Nancy Drew: Shadow at the Water's Edge



Genre:   Adventure

Developer & Publisher:    Her Interactive

Released:  October 2010

PC Requirements:   Windows XP/Vista™/Windows 7™, Pentium IV 1 GHz Single Core or 100 % compatible CPU, 256 MB of RAM, 1 GB or more of hard drive space, 32 MB DirectX 9.0 compatible video card, 16 bit DirectX compatible sound card, 24x CD-ROM drive, mouse







by Rushes


In Shadow at the Water’s Edge we find Nancy Drew in residence at the Ryokan Hiei, Kyoto. Teaching English to Japanese students by day, at night Nancy is free to explore the city and the mystery which surrounds the Ryokan itself. The eerie goings-on, the spectral visitations and noises are driving away all of the paying guests. Is there really a spook at play here, or does a more sinister earthly motive lie behind the Ryokan’s unrest? 

Hello, Nancy-san

Welcome to the Ryokan Hiei, we hope you will enjoy your stay! Although perhaps you won’t, because there are dastardly occurrences set to unnerve you, all manner of things which delight in going bump in the night, and it’s all a bit [insert alarming ghost noise here]. The Ryokan Hiei is nicely laid out, not too large or meandering, and there is a quite charming water garden to potter around in during quieter interludes, should the fancy grab you.
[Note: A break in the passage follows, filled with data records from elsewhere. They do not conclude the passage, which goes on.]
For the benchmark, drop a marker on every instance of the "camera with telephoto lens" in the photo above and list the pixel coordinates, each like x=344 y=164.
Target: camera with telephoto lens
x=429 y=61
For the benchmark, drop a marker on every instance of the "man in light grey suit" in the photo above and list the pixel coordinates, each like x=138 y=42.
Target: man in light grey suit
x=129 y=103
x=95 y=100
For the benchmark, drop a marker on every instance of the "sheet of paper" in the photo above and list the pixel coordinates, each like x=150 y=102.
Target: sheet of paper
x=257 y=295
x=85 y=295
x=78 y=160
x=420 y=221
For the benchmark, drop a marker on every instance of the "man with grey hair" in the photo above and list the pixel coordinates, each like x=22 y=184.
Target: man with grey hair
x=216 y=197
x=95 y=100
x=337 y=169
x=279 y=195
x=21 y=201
Now here’s one thing that Shadow at the Water’s Edge has going for it in its favour: it has an actual, involving story! Whereas its predecessor Trail of the Twister trailed, flailed and twisted itself into a psychosis of chores, stores and car drivin’, Water’s Edge remarkably does deliver the plot-related goods. But here’s the rub: the puzzles don’t quite make the grade, either in variety or their fun factor. Unaccustomed as I am to guttural primal screaming, I did venture a tentative honk or two when faced with Monster-Sudoku and its evil brother, Gargantuan-Nonogram. I will elaborate further in due course. For now -- hey, what’s with Water’s Edge taking place solely at night? I’m not a Pipistrelle, I do rather enjoy daylight occasionally. Perhaps it’s to lend atmosphere, some more of that [insert another ghost noise here] ambience. There are actually a couple of genuinely creepy, scary moments in this game. I certainly wasn’t expecting one of them, jumping fairly out of my skin and into the back of my chair -- which is always a sure sign that I’m enjoying myself. No, really.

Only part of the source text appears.